Something great happened today and I couldn't wait to share it with everyone. Have been feeling a little down in the dumps lately because I have just been hurting so much. I decided to go buy myself a new outfit even though I'm still in a lot of pain. Well, I bought myself two and felt a little bit better. I was on my way home and remembered I needed something from the drug store. I stopped at the closest one tho I rarely go there. And oh happy day!!!!!!! I found not one but TWO tubes of the old Biotene toothpaste!!!!! I literally jumped up and down. It was ridiculously expensive but I had to get them both. I brushed this morning with new, cringing and stomping my feet with burn. Soon as I got home I brushed again just to be sure and hallelujah it was the old. That lifted my spirits more than new clothes! I did wonder if they re-introduced it due to the many complaints and I was the only one that didn't know! It's such a little great thing, but sometimes those are the best.
I would love to hear other things that have lifted spirits and in turn, they may lift someone else's.
I am clapping my hands for you! Kind of like finding the crackerjack prize. I never had any reaction to the Biotene so I don’t know what the difference would be. I’m so glad you found something that works for you.
I realize, as someone more recently diagnosed, that the most simple things will make our day...or even our week! Things that "normal" people take for granted, we are singing "Amen!" And even though it is oh-so-hard and trying, I am glad to appreciate the simple things more and not take so much for granted. Happy to hear of your blessing. :)
There you go, girlfriend, shopping therapy! There's just nothing like it!
I'm glad you found your old Biotene, and 2 new outfits will surely pick you up! My mom and I just went on 2 excursions, and though it was rough on my back, it was good for my soul, we got new clothes too and hit some great sales! :)
I'm really glad you have found what you need! Some times the little things in life make the biggest difference.
In the interest of sharing the good things I have two fairly recent pick me ups.
There for a while I was having a terrible time with thrush. As if my dry mouth was not enough for thrush, I also have to take Advar twice a day. Which is known for causing thrush if you don't rinse your mouth out well enough after each dose. I was screwed and 3 of my drs were all at the point of telling me I would just have to live with it forever. Which I just could not accept. Then one day I at the Dentist office I gave him my standard medical update. He gave me a mouthwash that I use everyday without fail.
It stopped the thrush inside my mouth! I was so happy about that I was learning to deal with the thrush left on my lips. But the Dentist saved me again with a cream for them. Now I can keep it all in check!! I really like my dentist. Which is big, b/c I don't think I have EVER liked a dentist before in my life.
My second big thing is work related. I've had to deal with my current supervisor for 2 years. I can't ever let my guard down even when she seems really happy. B/c she turns on a dime and will lie and stab people in the back. A really strange thing about it is she thinks we're really good friends. I can't politely tell her any different, or she would make my life truly miserable. She's vindictive and doesn't really forgive.

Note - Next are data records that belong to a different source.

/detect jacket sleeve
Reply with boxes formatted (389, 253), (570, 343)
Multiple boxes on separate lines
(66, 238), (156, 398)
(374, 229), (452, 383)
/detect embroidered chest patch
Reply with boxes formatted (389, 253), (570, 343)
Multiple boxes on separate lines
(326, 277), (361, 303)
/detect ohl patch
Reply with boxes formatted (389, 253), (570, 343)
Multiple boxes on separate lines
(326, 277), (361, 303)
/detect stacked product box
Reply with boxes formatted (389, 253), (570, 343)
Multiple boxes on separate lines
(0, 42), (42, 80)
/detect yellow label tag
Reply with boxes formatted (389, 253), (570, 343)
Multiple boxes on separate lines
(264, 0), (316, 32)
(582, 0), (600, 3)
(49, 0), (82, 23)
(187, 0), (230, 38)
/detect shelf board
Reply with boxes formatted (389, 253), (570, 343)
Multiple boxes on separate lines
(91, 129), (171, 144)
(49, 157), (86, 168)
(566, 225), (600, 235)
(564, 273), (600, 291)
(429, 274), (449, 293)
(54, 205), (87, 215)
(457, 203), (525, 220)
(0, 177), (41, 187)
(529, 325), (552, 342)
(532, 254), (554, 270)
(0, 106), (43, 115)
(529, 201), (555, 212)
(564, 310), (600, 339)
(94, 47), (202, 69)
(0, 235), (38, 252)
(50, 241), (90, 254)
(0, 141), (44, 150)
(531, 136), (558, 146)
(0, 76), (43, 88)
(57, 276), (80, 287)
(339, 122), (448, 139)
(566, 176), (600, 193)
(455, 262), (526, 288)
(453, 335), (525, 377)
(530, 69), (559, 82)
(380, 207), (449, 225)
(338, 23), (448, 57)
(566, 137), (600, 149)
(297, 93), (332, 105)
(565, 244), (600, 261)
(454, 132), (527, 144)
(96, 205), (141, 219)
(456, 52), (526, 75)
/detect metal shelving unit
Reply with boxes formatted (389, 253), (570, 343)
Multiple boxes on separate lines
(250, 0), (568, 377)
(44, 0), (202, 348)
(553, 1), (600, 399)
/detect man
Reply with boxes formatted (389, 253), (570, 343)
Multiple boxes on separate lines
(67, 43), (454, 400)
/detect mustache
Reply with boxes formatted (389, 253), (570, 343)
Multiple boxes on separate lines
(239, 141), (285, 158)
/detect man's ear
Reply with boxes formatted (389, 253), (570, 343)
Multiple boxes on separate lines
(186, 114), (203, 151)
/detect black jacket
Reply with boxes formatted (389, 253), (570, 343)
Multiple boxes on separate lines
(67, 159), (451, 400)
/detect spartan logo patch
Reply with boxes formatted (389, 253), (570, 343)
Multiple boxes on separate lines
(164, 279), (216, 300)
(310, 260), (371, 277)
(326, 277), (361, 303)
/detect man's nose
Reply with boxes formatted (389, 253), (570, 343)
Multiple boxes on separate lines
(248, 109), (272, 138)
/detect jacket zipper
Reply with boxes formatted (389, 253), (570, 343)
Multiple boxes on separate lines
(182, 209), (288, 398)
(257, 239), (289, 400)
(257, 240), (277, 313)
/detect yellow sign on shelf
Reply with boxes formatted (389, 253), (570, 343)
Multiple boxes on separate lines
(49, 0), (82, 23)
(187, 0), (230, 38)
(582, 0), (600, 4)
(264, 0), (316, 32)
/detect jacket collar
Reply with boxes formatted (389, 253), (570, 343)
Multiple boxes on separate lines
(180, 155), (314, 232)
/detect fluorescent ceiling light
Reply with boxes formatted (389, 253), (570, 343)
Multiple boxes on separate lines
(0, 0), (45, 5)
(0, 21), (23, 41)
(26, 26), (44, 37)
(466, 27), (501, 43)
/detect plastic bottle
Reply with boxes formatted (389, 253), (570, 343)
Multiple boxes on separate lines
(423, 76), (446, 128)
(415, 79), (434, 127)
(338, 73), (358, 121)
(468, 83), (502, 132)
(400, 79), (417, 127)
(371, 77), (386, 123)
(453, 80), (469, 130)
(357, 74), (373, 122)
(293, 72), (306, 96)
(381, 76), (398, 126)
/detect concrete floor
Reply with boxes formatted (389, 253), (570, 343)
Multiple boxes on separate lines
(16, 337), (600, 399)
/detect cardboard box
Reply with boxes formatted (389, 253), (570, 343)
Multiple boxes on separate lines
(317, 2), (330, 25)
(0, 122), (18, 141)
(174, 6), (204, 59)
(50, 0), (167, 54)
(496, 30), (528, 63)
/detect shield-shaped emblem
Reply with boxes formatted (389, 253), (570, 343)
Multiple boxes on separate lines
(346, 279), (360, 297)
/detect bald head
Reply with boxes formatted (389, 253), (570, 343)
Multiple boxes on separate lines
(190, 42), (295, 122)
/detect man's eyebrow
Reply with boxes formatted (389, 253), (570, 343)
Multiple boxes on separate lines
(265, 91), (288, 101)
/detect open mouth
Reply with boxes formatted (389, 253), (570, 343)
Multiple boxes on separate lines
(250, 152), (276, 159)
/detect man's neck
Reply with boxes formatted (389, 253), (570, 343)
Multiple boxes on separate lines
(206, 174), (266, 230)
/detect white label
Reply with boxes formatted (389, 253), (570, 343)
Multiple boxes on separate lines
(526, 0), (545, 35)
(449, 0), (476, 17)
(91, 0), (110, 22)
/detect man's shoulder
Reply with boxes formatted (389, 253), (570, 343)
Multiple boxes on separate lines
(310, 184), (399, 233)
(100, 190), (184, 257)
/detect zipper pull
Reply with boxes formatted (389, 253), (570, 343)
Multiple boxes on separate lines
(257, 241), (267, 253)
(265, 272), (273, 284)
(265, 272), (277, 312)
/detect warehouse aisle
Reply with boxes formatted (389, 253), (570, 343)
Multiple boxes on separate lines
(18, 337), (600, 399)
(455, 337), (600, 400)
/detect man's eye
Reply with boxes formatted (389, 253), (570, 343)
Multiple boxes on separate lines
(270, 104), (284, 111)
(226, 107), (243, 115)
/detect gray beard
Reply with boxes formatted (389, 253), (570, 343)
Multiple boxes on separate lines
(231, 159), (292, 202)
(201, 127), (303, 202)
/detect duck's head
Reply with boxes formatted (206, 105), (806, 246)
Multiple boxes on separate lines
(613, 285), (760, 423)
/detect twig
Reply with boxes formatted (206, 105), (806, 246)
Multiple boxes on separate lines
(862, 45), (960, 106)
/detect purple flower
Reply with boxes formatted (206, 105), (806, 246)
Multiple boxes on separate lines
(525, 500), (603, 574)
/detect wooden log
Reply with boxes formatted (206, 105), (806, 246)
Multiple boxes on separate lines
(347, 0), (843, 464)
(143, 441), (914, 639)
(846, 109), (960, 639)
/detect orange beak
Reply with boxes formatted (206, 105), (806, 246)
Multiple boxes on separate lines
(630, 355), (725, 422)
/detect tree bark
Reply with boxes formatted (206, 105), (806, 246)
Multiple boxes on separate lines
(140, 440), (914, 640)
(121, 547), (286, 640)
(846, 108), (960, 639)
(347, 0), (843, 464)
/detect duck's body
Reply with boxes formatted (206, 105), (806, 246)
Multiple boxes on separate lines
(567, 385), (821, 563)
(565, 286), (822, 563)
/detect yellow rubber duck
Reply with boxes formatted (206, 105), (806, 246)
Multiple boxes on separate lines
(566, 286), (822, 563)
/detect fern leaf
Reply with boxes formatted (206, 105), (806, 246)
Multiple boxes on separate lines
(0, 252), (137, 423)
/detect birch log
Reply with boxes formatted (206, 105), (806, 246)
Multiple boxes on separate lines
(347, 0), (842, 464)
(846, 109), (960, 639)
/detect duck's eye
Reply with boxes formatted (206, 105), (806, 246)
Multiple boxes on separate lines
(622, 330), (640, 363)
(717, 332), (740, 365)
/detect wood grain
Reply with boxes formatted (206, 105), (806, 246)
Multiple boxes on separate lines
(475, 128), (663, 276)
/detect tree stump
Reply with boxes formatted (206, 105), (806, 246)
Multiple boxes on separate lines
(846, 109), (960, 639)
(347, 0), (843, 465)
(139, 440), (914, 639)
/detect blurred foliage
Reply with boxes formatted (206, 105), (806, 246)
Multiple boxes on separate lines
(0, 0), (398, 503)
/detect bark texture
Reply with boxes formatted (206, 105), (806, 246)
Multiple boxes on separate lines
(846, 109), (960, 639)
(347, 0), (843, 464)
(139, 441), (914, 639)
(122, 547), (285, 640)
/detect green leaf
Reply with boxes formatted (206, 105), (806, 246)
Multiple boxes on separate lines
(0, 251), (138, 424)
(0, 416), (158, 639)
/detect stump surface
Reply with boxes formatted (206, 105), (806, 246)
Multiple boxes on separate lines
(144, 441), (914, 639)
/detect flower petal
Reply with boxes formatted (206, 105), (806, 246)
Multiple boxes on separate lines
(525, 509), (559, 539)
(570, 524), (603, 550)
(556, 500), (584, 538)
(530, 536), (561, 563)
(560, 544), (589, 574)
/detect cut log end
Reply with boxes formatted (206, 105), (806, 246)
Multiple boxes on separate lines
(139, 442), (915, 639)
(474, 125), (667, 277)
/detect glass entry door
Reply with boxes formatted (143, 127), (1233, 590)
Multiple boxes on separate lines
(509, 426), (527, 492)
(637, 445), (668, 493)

But she's just recently gotten a promotion and it looks like they're moving her to a different group. We'll still work together quite a bit. But I'm soooo exhausted from dealing with her that I will take what I can get! Sometimes SS is enough without adding unnecessary drama.
I am happy for you, PB! It is the small things that make up life. My happy is a break from College classes and a whole Inspector Lewis marathon. I so rarely get to watch television, and I love BBC detective shows. I watched the 8 episodes on Netflix, ate junk food (anther thing I rarely allow myself) and stayed up until 2 AM (which I rather regret, but it was FUN to be a bum for a day!)